Each foreign bank also will receive a numerical assessment for its U.S. operations as a whole. That evaluation will combine the assessments on individual offices into a single report. Banks will receive a second rating, also on a one to five scale, for the composite report.

David Halvorson, deputy general counsel at the Institute of International Bankers, New York, said foreign banks support the new rating system. "Roca provides for a good deal of flexibility and individual analysis for banks," Mr. Halvorson said.

Under the Foreign Bank Supervision and Enhancement Act, part of the 1991 banking law, the Fed was ordered to step up supervision of foreign banks.

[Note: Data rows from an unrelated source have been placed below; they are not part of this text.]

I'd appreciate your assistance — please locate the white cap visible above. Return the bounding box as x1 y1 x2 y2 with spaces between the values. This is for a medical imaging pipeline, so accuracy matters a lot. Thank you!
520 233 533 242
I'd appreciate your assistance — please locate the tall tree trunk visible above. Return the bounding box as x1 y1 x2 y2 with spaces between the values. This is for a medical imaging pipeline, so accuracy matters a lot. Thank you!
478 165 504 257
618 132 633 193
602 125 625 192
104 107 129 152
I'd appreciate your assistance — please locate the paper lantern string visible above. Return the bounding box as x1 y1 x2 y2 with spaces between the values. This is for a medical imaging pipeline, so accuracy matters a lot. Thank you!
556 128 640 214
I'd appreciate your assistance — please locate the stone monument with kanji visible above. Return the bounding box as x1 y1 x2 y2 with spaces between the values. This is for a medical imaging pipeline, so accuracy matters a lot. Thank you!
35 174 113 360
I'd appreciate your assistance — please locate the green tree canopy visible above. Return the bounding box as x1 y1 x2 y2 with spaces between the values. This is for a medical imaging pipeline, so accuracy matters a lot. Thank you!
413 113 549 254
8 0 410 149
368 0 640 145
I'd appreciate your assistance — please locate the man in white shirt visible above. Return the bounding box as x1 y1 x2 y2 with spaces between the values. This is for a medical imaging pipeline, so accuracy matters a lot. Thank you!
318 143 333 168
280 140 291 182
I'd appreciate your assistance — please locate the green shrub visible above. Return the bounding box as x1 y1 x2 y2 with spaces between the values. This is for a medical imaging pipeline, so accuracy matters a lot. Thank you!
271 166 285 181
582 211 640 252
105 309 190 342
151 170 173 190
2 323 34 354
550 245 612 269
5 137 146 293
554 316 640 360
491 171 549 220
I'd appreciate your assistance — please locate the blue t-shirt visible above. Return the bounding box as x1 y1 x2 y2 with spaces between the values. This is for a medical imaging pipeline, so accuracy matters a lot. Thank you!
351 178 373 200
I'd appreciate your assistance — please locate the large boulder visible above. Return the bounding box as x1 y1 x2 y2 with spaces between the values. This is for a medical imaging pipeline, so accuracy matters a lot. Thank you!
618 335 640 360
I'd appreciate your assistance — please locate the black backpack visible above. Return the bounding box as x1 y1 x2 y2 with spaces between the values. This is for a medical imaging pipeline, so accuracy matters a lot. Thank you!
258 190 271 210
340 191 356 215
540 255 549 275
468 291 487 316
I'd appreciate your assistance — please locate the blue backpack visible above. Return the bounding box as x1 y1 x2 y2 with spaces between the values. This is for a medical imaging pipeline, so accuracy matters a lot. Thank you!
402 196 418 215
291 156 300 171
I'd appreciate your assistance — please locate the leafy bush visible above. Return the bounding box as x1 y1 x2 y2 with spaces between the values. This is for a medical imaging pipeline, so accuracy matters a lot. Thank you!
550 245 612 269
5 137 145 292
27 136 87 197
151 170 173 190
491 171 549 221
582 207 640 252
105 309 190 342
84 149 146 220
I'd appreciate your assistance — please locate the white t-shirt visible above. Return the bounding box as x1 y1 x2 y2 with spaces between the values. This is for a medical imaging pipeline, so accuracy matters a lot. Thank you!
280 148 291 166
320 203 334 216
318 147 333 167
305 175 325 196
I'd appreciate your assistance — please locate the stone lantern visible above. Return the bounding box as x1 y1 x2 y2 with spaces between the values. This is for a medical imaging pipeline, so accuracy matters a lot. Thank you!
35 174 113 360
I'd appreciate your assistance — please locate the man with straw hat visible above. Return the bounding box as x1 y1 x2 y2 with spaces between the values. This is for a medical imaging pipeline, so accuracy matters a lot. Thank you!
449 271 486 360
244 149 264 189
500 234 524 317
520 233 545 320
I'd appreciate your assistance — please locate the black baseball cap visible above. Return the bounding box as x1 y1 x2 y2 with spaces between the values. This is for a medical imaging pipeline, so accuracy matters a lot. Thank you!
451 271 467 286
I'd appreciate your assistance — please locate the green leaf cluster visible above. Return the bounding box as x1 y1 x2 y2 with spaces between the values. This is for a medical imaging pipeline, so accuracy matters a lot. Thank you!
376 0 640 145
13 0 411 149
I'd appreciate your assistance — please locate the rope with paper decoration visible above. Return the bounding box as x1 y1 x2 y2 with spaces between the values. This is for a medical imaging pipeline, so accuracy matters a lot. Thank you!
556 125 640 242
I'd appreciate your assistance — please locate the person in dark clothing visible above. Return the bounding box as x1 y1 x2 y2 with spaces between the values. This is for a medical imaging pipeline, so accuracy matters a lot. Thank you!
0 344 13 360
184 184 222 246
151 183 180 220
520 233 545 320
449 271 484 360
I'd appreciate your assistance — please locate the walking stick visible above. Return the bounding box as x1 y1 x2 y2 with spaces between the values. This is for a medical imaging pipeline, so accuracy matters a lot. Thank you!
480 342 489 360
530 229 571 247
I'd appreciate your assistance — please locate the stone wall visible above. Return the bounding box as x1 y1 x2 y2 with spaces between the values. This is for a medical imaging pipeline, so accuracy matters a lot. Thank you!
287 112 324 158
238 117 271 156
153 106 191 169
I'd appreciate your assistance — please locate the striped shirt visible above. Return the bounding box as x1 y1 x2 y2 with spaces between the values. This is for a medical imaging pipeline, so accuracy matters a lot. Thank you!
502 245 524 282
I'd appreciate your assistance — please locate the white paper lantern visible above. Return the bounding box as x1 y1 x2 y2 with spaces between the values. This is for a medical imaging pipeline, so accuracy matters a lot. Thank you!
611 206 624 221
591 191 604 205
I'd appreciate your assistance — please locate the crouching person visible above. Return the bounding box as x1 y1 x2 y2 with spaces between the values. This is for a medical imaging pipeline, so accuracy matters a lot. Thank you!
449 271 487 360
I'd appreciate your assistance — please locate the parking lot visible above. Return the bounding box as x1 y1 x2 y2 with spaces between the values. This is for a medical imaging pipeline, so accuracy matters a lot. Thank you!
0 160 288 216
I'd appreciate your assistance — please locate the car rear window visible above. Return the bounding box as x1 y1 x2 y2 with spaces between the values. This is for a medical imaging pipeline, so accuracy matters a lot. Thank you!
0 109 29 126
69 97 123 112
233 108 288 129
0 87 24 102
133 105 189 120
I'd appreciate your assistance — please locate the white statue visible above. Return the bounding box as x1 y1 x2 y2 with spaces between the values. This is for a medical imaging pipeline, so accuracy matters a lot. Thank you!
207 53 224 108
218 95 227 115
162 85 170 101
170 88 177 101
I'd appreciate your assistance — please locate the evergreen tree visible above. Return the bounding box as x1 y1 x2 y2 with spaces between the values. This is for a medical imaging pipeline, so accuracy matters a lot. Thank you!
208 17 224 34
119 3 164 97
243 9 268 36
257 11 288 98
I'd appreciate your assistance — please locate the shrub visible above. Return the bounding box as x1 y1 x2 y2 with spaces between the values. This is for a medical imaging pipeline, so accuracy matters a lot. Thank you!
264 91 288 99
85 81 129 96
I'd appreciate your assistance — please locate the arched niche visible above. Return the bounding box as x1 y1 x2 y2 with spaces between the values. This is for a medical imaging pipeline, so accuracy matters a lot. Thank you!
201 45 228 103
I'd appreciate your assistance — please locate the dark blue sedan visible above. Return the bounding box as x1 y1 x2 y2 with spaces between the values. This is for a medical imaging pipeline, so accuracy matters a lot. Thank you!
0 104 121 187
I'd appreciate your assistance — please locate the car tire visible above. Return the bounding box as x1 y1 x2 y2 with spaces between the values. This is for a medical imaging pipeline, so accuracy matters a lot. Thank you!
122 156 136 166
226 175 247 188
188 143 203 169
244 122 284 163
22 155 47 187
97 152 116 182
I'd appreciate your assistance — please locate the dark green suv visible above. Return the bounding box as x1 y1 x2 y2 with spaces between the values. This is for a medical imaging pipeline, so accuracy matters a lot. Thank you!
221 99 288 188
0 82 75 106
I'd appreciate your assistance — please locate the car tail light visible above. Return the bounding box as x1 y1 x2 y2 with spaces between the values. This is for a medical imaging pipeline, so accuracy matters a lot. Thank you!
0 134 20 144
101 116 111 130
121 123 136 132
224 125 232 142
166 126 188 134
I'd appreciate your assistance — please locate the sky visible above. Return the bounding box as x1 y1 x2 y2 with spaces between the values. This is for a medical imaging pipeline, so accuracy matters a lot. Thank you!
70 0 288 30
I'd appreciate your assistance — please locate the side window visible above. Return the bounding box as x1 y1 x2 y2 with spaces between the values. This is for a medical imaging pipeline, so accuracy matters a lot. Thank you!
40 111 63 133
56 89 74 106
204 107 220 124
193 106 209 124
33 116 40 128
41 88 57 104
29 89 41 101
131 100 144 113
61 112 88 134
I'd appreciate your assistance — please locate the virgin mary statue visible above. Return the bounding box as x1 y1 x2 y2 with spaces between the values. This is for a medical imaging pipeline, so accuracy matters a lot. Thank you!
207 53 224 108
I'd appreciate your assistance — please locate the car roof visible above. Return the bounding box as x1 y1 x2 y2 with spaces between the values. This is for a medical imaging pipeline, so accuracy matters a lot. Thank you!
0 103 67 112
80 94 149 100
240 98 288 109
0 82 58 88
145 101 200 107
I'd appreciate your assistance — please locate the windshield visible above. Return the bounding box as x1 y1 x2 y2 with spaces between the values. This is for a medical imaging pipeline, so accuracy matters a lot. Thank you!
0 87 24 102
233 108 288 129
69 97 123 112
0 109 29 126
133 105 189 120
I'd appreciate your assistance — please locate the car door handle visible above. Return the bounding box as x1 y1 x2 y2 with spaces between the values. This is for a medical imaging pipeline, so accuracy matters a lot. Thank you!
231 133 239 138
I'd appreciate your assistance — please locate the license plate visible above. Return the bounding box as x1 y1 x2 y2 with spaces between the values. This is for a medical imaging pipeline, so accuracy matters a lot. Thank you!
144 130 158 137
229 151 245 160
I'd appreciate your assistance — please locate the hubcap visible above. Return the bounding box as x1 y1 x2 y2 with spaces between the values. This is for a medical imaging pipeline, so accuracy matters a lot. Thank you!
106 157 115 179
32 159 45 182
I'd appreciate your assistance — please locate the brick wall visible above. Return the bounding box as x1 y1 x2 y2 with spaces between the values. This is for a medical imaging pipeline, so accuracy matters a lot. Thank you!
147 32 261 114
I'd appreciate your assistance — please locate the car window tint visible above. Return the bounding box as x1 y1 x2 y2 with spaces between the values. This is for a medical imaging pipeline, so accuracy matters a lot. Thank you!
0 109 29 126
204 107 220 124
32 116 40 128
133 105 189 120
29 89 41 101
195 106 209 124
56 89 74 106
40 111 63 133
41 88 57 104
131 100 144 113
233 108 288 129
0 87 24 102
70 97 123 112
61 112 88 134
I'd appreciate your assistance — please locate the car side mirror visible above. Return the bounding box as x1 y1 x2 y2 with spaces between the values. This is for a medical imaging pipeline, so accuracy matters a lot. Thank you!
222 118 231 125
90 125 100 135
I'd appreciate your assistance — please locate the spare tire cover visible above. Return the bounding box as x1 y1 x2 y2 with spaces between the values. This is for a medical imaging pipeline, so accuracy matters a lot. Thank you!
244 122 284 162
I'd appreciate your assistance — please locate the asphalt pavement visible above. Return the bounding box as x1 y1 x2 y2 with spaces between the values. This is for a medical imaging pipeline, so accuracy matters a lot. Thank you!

Federal and state regulatory agencies that oversee foreign bank activity in the U.S. have been working with the Fed on the new system since 1992.

William A. Ryback, an associate director of supervision at the central bank, said the new system is needed to avoid overlapping exams by different agencies and make regulators' expectations clearer.

"We had to come up with a product that eliminates confusion," Mr. Ryback explained at a Bankers Association for Foreign Trade conference here last week.

What many see as the most controversial part of the new system is a new Fed evaluation of the parent bank. Although the agency has been visiting parent banks since 1978, this will be a much more in-depth review, Mr. Ryback explained in an interview this week.

Some foreign banks have complained said that these parent exams will give the Fed too much power. But Mr. Ryback urged banks to cooperate with the exams. "We're going to do this whether you assist us or not," he said at the conference.

Examiners will concentrate on the comprehensiveness of banks' risk management policy as well as knowledge of and adherence to rules, said Robert H. McCormick, deputy superintendent of banks at the New York State Banking Department.

Training of personnel and timely and accurate reporting also will be stressed.

Mr. McCormick said the new rating system will take three to five years to fully implement.